Earlier this year, Ruffer said: ‘Due to zero interest rates the investment world is desperate for new safe havens and uncorrelated assets. 

‘We think we are relatively early to this, at the foothills of a long trend of institutional adoption and financialisation of Bitcoin.’ 

Alexander Chartres, a fund manager at Ruffer, told Citywire investment website: ‘The speed of the build-out of the institutional architecture around cryptocurrency has been blistering, even in the time that we have had exposure to Bitcoin.’

Chartres said a key part of investing in Bitcoin was that investors will ‘increasingly desire life rafts in a sea of money printing’ as they look for returns on their cash. He added: ‘More and more managers will see Bitcoin and digital hard assets as part of that solution.’ 

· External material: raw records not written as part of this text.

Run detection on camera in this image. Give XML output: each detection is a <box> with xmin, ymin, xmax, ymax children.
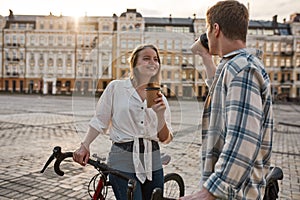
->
<box><xmin>200</xmin><ymin>33</ymin><xmax>209</xmax><ymax>50</ymax></box>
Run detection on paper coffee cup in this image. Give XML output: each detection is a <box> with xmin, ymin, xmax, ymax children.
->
<box><xmin>145</xmin><ymin>87</ymin><xmax>160</xmax><ymax>108</ymax></box>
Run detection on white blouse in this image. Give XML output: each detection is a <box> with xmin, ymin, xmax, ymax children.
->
<box><xmin>89</xmin><ymin>78</ymin><xmax>173</xmax><ymax>182</ymax></box>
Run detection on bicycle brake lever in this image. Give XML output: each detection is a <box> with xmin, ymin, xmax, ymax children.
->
<box><xmin>40</xmin><ymin>146</ymin><xmax>62</xmax><ymax>173</ymax></box>
<box><xmin>40</xmin><ymin>153</ymin><xmax>55</xmax><ymax>173</ymax></box>
<box><xmin>92</xmin><ymin>153</ymin><xmax>106</xmax><ymax>162</ymax></box>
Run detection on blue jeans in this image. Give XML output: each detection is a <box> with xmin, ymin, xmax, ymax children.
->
<box><xmin>109</xmin><ymin>168</ymin><xmax>164</xmax><ymax>200</ymax></box>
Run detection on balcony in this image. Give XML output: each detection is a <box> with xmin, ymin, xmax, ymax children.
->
<box><xmin>280</xmin><ymin>51</ymin><xmax>294</xmax><ymax>56</ymax></box>
<box><xmin>280</xmin><ymin>66</ymin><xmax>294</xmax><ymax>71</ymax></box>
<box><xmin>6</xmin><ymin>43</ymin><xmax>21</xmax><ymax>48</ymax></box>
<box><xmin>280</xmin><ymin>79</ymin><xmax>294</xmax><ymax>85</ymax></box>
<box><xmin>181</xmin><ymin>64</ymin><xmax>194</xmax><ymax>69</ymax></box>
<box><xmin>6</xmin><ymin>72</ymin><xmax>20</xmax><ymax>77</ymax></box>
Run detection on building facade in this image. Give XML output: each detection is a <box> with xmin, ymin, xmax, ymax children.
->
<box><xmin>1</xmin><ymin>9</ymin><xmax>300</xmax><ymax>100</ymax></box>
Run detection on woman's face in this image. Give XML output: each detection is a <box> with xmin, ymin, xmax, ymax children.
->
<box><xmin>134</xmin><ymin>47</ymin><xmax>160</xmax><ymax>79</ymax></box>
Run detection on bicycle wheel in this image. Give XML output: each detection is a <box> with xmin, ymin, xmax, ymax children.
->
<box><xmin>163</xmin><ymin>173</ymin><xmax>185</xmax><ymax>198</ymax></box>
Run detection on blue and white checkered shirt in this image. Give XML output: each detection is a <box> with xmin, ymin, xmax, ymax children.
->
<box><xmin>201</xmin><ymin>48</ymin><xmax>273</xmax><ymax>199</ymax></box>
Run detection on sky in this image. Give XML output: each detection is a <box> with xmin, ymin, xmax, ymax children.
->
<box><xmin>0</xmin><ymin>0</ymin><xmax>299</xmax><ymax>22</ymax></box>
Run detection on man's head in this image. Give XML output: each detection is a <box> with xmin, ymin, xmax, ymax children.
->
<box><xmin>206</xmin><ymin>0</ymin><xmax>249</xmax><ymax>42</ymax></box>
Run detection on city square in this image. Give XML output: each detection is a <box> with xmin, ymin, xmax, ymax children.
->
<box><xmin>0</xmin><ymin>94</ymin><xmax>299</xmax><ymax>199</ymax></box>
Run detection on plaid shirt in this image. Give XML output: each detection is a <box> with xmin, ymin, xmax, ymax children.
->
<box><xmin>201</xmin><ymin>48</ymin><xmax>273</xmax><ymax>200</ymax></box>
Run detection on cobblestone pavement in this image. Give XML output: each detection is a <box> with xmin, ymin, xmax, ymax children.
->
<box><xmin>0</xmin><ymin>94</ymin><xmax>299</xmax><ymax>200</ymax></box>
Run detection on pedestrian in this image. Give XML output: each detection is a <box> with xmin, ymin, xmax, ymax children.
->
<box><xmin>181</xmin><ymin>0</ymin><xmax>274</xmax><ymax>199</ymax></box>
<box><xmin>73</xmin><ymin>44</ymin><xmax>173</xmax><ymax>200</ymax></box>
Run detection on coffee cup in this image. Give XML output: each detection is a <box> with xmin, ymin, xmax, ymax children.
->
<box><xmin>145</xmin><ymin>87</ymin><xmax>160</xmax><ymax>108</ymax></box>
<box><xmin>191</xmin><ymin>33</ymin><xmax>209</xmax><ymax>54</ymax></box>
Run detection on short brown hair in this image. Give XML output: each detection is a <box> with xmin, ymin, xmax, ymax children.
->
<box><xmin>206</xmin><ymin>0</ymin><xmax>249</xmax><ymax>42</ymax></box>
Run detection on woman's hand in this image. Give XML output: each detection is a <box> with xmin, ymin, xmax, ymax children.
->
<box><xmin>151</xmin><ymin>92</ymin><xmax>166</xmax><ymax>116</ymax></box>
<box><xmin>73</xmin><ymin>143</ymin><xmax>90</xmax><ymax>166</ymax></box>
<box><xmin>151</xmin><ymin>92</ymin><xmax>172</xmax><ymax>143</ymax></box>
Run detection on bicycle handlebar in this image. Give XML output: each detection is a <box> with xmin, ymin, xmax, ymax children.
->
<box><xmin>40</xmin><ymin>146</ymin><xmax>136</xmax><ymax>186</ymax></box>
<box><xmin>40</xmin><ymin>146</ymin><xmax>72</xmax><ymax>176</ymax></box>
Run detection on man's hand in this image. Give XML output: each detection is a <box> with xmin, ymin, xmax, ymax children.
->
<box><xmin>179</xmin><ymin>188</ymin><xmax>215</xmax><ymax>200</ymax></box>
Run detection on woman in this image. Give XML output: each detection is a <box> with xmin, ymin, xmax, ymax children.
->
<box><xmin>73</xmin><ymin>44</ymin><xmax>173</xmax><ymax>200</ymax></box>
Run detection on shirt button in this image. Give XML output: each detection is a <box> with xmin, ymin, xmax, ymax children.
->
<box><xmin>141</xmin><ymin>121</ymin><xmax>144</xmax><ymax>124</ymax></box>
<box><xmin>141</xmin><ymin>107</ymin><xmax>144</xmax><ymax>110</ymax></box>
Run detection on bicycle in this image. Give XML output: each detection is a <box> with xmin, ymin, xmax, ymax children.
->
<box><xmin>40</xmin><ymin>146</ymin><xmax>185</xmax><ymax>200</ymax></box>
<box><xmin>151</xmin><ymin>166</ymin><xmax>284</xmax><ymax>200</ymax></box>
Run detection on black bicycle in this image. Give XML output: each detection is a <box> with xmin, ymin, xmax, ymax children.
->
<box><xmin>40</xmin><ymin>146</ymin><xmax>185</xmax><ymax>200</ymax></box>
<box><xmin>152</xmin><ymin>166</ymin><xmax>283</xmax><ymax>200</ymax></box>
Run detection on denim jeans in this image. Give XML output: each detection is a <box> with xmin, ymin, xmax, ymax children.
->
<box><xmin>109</xmin><ymin>168</ymin><xmax>164</xmax><ymax>200</ymax></box>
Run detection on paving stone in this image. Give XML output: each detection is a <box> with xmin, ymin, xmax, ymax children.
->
<box><xmin>0</xmin><ymin>95</ymin><xmax>299</xmax><ymax>199</ymax></box>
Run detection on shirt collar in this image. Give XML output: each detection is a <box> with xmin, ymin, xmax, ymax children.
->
<box><xmin>223</xmin><ymin>48</ymin><xmax>263</xmax><ymax>60</ymax></box>
<box><xmin>124</xmin><ymin>78</ymin><xmax>133</xmax><ymax>89</ymax></box>
<box><xmin>124</xmin><ymin>78</ymin><xmax>144</xmax><ymax>102</ymax></box>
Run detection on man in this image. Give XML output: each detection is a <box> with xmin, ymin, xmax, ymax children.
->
<box><xmin>181</xmin><ymin>1</ymin><xmax>274</xmax><ymax>199</ymax></box>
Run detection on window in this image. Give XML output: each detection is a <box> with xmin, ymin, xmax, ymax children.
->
<box><xmin>174</xmin><ymin>40</ymin><xmax>181</xmax><ymax>49</ymax></box>
<box><xmin>174</xmin><ymin>56</ymin><xmax>179</xmax><ymax>65</ymax></box>
<box><xmin>172</xmin><ymin>27</ymin><xmax>190</xmax><ymax>33</ymax></box>
<box><xmin>128</xmin><ymin>40</ymin><xmax>134</xmax><ymax>49</ymax></box>
<box><xmin>273</xmin><ymin>42</ymin><xmax>279</xmax><ymax>52</ymax></box>
<box><xmin>121</xmin><ymin>40</ymin><xmax>126</xmax><ymax>48</ymax></box>
<box><xmin>158</xmin><ymin>40</ymin><xmax>164</xmax><ymax>49</ymax></box>
<box><xmin>266</xmin><ymin>42</ymin><xmax>272</xmax><ymax>52</ymax></box>
<box><xmin>167</xmin><ymin>55</ymin><xmax>171</xmax><ymax>65</ymax></box>
<box><xmin>20</xmin><ymin>36</ymin><xmax>25</xmax><ymax>46</ymax></box>
<box><xmin>29</xmin><ymin>54</ymin><xmax>34</xmax><ymax>69</ymax></box>
<box><xmin>30</xmin><ymin>36</ymin><xmax>35</xmax><ymax>45</ymax></box>
<box><xmin>58</xmin><ymin>22</ymin><xmax>63</xmax><ymax>30</ymax></box>
<box><xmin>121</xmin><ymin>55</ymin><xmax>126</xmax><ymax>64</ymax></box>
<box><xmin>39</xmin><ymin>54</ymin><xmax>44</xmax><ymax>68</ymax></box>
<box><xmin>19</xmin><ymin>24</ymin><xmax>26</xmax><ymax>29</ymax></box>
<box><xmin>48</xmin><ymin>58</ymin><xmax>54</xmax><ymax>67</ymax></box>
<box><xmin>57</xmin><ymin>58</ymin><xmax>63</xmax><ymax>68</ymax></box>
<box><xmin>167</xmin><ymin>71</ymin><xmax>171</xmax><ymax>79</ymax></box>
<box><xmin>66</xmin><ymin>55</ymin><xmax>72</xmax><ymax>67</ymax></box>
<box><xmin>296</xmin><ymin>57</ymin><xmax>300</xmax><ymax>67</ymax></box>
<box><xmin>274</xmin><ymin>73</ymin><xmax>278</xmax><ymax>81</ymax></box>
<box><xmin>58</xmin><ymin>36</ymin><xmax>63</xmax><ymax>45</ymax></box>
<box><xmin>67</xmin><ymin>36</ymin><xmax>72</xmax><ymax>46</ymax></box>
<box><xmin>296</xmin><ymin>43</ymin><xmax>300</xmax><ymax>52</ymax></box>
<box><xmin>286</xmin><ymin>58</ymin><xmax>291</xmax><ymax>67</ymax></box>
<box><xmin>273</xmin><ymin>57</ymin><xmax>278</xmax><ymax>67</ymax></box>
<box><xmin>49</xmin><ymin>36</ymin><xmax>54</xmax><ymax>45</ymax></box>
<box><xmin>280</xmin><ymin>58</ymin><xmax>285</xmax><ymax>67</ymax></box>
<box><xmin>12</xmin><ymin>35</ymin><xmax>17</xmax><ymax>44</ymax></box>
<box><xmin>40</xmin><ymin>36</ymin><xmax>45</xmax><ymax>45</ymax></box>
<box><xmin>5</xmin><ymin>35</ymin><xmax>10</xmax><ymax>44</ymax></box>
<box><xmin>167</xmin><ymin>40</ymin><xmax>173</xmax><ymax>50</ymax></box>
<box><xmin>103</xmin><ymin>25</ymin><xmax>109</xmax><ymax>31</ymax></box>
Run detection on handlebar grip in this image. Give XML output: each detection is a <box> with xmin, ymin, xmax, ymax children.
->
<box><xmin>54</xmin><ymin>151</ymin><xmax>73</xmax><ymax>176</ymax></box>
<box><xmin>266</xmin><ymin>167</ymin><xmax>283</xmax><ymax>184</ymax></box>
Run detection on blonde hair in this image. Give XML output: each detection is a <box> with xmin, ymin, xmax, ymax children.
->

Reports last week that the German government could allow wealth managers to invest in cryptocurrencies was another sign that Bitcoin is becoming a more mainstream investment. 

Bitcoin reached a record high last month on the same day that Coinbase listed. Analysts at JP Morgan said that Bitcoin’s use as an alternative to gold and its limited supply could see it surge above $146,000 in time. 

The analysts added: ‘Bitcoin’s competition with gold has already started in our mind.’ 

Ruffer declined to comment on its decision to reduce its Bitcoin holding.